Sitting down, view the tops of your feet and between your toes, plus under your toenails. Examine your shins and the front of your thighs, too. With the hand mirror, peer at your calves, backs of your thighs, and bottoms of your feet one by one, as well as your genital region and buttocks.

The hand mirror is also your friend when it comes to perusing your upper and lower back and the back of your ears and neck. Furthermore, don’t forget to use a hairdryer or comb to part your hair in different spots so you can examine your scalp all over.

Take Steps if You Spot Something Unusual

If you do see something that looks unusual, new, or like it has changed, don’t shrug it off as nothing. There’s no cause for alarm right away, but you should have a physician check any areas of concern. They will be able to either alleviate your worries or refer you to a specialist for further examinations and potential biopsies, etc.

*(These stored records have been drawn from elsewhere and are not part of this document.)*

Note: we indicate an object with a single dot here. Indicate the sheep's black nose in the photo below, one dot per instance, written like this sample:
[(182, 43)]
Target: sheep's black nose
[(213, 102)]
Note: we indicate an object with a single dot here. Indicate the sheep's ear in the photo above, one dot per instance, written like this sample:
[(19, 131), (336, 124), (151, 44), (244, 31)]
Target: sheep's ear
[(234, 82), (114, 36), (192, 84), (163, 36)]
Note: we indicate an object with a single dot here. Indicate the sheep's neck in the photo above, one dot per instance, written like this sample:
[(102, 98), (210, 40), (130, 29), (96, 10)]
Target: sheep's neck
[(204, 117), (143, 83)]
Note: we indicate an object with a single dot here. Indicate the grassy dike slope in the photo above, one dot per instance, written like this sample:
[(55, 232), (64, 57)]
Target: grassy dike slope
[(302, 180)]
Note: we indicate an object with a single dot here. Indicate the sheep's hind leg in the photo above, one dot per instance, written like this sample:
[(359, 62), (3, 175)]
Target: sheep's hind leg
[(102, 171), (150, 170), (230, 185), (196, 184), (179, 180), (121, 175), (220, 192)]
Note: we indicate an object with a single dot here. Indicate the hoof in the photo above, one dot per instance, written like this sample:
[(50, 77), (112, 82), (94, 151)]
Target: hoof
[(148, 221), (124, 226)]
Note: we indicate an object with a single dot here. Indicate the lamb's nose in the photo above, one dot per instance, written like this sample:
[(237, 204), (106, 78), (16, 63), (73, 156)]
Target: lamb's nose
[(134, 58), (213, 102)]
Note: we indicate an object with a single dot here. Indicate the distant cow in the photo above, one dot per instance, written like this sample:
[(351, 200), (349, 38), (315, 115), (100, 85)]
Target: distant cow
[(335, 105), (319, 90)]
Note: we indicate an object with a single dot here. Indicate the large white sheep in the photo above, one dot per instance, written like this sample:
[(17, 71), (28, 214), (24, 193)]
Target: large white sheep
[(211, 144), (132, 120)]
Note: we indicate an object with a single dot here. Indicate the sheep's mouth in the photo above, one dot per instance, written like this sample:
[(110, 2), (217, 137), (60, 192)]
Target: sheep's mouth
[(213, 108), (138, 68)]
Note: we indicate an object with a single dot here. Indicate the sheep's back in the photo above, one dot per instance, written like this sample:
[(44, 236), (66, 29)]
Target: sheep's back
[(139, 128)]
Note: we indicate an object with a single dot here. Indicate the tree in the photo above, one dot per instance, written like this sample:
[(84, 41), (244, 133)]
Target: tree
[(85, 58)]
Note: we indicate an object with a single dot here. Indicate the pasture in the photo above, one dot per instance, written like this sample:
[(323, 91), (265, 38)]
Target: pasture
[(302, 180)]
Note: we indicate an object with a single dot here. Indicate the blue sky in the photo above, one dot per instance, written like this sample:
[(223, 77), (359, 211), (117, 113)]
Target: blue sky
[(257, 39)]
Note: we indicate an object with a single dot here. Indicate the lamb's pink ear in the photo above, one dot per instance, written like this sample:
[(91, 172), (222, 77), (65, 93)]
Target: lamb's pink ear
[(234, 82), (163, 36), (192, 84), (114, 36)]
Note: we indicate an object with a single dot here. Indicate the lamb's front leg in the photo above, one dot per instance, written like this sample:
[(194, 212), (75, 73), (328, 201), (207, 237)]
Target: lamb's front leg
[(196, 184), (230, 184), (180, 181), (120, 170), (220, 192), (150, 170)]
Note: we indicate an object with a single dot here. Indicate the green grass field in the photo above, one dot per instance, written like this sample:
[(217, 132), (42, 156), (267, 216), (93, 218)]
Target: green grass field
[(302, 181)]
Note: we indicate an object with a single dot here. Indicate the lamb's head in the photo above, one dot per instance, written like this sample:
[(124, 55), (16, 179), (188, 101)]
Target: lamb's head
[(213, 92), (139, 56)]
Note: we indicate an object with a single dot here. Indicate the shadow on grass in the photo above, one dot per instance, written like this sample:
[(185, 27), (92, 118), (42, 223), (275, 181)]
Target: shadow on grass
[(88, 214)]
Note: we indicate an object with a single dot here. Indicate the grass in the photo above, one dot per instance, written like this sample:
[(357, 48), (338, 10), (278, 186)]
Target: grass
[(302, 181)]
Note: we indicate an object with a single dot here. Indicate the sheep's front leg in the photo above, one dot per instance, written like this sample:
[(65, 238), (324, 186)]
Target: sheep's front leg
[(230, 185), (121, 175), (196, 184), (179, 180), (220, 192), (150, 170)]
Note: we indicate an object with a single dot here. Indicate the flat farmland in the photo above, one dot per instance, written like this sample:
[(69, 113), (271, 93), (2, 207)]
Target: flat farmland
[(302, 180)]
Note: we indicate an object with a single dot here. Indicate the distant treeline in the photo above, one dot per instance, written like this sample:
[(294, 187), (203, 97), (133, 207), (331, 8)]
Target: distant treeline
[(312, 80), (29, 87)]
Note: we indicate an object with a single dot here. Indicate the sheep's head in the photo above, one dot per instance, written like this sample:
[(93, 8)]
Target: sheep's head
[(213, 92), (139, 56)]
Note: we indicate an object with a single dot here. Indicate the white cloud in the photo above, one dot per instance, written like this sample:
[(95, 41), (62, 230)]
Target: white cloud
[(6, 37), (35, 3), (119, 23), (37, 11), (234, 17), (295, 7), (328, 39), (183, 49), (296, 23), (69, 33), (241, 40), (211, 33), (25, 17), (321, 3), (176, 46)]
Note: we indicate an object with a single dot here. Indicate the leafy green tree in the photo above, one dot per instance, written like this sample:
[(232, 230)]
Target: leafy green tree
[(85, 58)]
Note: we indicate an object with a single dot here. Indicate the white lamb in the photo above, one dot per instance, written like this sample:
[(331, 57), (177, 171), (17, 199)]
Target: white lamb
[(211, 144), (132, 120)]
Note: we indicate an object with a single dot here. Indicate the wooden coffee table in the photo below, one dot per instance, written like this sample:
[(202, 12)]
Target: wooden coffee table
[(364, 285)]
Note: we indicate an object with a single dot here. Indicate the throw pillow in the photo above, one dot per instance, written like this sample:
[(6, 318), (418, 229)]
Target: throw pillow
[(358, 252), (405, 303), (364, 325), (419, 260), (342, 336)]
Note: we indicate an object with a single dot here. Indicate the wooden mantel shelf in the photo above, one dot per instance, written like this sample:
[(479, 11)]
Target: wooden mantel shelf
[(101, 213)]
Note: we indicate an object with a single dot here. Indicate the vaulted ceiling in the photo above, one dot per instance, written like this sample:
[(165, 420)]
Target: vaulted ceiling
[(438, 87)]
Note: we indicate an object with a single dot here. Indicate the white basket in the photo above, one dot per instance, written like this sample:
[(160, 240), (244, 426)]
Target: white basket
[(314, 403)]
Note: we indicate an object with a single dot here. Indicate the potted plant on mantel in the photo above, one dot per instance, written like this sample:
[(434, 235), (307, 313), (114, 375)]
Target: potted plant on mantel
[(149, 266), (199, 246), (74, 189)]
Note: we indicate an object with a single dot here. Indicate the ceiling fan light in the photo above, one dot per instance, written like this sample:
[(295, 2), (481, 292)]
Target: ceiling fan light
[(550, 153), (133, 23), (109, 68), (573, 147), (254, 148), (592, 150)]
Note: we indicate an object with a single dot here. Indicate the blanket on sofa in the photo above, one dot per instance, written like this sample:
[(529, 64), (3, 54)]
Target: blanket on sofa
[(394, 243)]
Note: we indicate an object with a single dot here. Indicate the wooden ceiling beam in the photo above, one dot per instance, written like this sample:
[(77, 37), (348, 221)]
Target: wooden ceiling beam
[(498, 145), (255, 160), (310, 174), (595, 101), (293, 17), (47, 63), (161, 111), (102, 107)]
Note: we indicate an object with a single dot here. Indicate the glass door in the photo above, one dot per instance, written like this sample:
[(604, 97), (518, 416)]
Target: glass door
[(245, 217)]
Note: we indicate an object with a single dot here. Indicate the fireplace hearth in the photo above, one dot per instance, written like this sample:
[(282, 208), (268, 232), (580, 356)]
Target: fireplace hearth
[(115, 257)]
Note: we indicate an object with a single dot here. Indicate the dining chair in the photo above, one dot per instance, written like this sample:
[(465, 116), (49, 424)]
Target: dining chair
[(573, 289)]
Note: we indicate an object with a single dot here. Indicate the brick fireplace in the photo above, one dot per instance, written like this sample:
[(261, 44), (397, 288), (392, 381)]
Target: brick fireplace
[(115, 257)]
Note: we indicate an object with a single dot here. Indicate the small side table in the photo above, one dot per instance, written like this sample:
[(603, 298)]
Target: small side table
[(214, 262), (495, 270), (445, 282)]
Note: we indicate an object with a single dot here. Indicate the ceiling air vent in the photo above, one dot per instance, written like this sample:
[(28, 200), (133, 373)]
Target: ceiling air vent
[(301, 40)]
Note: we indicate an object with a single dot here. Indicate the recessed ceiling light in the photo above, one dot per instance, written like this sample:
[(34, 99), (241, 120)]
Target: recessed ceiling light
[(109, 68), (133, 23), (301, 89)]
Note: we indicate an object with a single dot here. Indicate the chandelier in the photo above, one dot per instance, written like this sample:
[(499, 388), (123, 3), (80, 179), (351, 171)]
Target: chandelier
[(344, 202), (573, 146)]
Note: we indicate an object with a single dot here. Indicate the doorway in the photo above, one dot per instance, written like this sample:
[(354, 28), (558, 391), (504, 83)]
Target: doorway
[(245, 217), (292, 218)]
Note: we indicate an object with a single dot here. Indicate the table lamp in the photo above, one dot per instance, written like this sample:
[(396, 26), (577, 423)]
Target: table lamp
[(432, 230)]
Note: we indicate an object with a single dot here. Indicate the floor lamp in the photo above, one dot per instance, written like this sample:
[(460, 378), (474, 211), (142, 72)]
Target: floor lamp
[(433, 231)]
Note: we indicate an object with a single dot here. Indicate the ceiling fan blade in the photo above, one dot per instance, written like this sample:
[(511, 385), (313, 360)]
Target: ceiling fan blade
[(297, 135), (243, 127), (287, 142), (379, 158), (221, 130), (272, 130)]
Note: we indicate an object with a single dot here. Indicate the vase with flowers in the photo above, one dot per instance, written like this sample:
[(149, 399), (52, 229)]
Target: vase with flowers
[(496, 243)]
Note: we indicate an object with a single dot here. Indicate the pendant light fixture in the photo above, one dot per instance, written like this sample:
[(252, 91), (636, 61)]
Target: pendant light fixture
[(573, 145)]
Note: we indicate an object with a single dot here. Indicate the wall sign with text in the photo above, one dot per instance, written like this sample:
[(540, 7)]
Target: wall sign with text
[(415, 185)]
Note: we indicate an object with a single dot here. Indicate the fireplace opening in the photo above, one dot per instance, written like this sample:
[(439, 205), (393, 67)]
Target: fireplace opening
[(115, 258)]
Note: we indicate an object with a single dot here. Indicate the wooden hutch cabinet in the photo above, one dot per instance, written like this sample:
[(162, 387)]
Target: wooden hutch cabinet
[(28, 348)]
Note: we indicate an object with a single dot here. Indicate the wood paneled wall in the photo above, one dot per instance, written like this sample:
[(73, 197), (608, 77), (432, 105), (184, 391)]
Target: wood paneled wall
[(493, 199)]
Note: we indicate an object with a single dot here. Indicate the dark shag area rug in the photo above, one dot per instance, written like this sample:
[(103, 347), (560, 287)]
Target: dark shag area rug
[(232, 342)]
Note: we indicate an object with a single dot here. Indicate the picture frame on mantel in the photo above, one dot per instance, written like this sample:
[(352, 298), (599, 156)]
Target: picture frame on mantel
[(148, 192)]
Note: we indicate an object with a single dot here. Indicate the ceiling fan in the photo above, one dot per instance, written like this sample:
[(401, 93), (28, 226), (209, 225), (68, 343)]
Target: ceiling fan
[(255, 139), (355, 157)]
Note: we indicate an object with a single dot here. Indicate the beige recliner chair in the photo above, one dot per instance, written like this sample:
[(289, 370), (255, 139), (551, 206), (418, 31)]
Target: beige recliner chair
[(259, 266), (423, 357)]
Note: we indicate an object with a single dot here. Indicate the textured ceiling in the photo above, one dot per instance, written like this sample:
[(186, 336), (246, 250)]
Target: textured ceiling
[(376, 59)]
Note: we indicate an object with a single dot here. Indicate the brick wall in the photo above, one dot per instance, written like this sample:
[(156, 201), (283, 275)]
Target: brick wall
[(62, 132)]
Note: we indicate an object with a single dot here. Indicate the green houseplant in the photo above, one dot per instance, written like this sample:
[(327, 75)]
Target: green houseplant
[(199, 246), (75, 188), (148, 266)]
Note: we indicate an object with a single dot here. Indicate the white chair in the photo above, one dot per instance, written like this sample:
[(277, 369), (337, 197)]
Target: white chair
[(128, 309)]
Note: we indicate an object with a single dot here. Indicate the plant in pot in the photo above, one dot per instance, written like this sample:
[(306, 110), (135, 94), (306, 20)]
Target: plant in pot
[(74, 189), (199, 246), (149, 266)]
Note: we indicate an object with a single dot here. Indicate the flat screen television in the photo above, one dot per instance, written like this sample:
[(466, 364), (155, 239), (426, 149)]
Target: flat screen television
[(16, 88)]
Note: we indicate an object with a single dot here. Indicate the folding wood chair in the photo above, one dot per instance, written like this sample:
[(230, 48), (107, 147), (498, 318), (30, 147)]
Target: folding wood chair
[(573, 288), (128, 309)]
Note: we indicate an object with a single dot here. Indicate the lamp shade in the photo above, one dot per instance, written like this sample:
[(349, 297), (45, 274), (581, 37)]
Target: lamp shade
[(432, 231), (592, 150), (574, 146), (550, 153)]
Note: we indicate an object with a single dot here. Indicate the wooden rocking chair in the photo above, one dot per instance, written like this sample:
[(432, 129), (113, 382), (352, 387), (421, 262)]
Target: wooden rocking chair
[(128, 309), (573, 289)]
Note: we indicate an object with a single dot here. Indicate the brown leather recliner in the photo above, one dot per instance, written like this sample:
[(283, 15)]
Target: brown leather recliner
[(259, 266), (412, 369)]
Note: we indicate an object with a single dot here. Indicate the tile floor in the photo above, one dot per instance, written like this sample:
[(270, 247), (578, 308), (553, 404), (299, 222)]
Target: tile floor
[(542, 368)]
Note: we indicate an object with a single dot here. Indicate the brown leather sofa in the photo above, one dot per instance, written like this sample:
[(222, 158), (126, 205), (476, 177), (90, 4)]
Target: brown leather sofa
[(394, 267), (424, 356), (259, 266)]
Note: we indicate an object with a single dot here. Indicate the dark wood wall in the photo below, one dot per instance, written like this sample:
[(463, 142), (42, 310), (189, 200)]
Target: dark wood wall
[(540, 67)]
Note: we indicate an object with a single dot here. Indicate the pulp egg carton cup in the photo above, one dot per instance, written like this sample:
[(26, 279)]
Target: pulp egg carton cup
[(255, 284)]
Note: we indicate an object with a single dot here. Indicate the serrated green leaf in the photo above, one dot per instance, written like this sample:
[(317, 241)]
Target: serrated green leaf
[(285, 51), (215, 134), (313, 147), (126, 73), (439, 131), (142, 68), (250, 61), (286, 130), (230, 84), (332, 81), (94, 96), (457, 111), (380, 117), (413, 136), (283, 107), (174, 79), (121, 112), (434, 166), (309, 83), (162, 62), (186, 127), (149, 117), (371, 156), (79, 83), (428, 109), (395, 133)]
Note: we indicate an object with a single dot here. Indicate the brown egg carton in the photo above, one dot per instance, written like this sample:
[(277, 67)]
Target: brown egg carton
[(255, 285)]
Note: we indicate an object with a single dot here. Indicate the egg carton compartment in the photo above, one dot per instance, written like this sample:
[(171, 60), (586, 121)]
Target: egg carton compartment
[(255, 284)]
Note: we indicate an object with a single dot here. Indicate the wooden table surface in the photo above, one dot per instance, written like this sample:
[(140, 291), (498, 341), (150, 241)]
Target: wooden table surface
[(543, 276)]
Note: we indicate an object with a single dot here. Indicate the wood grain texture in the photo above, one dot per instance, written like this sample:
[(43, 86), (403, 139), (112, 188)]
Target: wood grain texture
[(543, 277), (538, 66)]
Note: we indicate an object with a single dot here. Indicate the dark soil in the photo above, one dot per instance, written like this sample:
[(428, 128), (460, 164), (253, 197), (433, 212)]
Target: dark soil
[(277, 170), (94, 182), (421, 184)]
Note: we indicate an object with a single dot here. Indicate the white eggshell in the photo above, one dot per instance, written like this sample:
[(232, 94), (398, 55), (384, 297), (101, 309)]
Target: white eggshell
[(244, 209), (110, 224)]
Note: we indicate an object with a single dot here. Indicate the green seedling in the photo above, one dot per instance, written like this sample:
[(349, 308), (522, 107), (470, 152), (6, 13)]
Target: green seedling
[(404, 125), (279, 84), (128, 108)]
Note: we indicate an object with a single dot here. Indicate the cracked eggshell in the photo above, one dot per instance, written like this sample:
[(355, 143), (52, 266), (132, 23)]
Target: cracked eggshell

You can see a medical practitioner in person if you feel comfortable or book an appointment with an online doctor and show them your skin by holding up a smartphone camera or other device. Doctors may suggest doing additional exams or tests and want to take decent close-up photos of the area so it’s easier to keep an eye on changes over time.

They will typically ask about symptoms, too, such as when you first noticed marks, if they have changed or grown, if they’re itchy, sore, or bleeding, and the like. Doctors need to know your family history, too, so learn what you can before a visit.

Skin cancer is a worrying health problem, but the sooner you spot any issues, the better. Stay vigilant with your self-care in this way, and your body will thank you for it.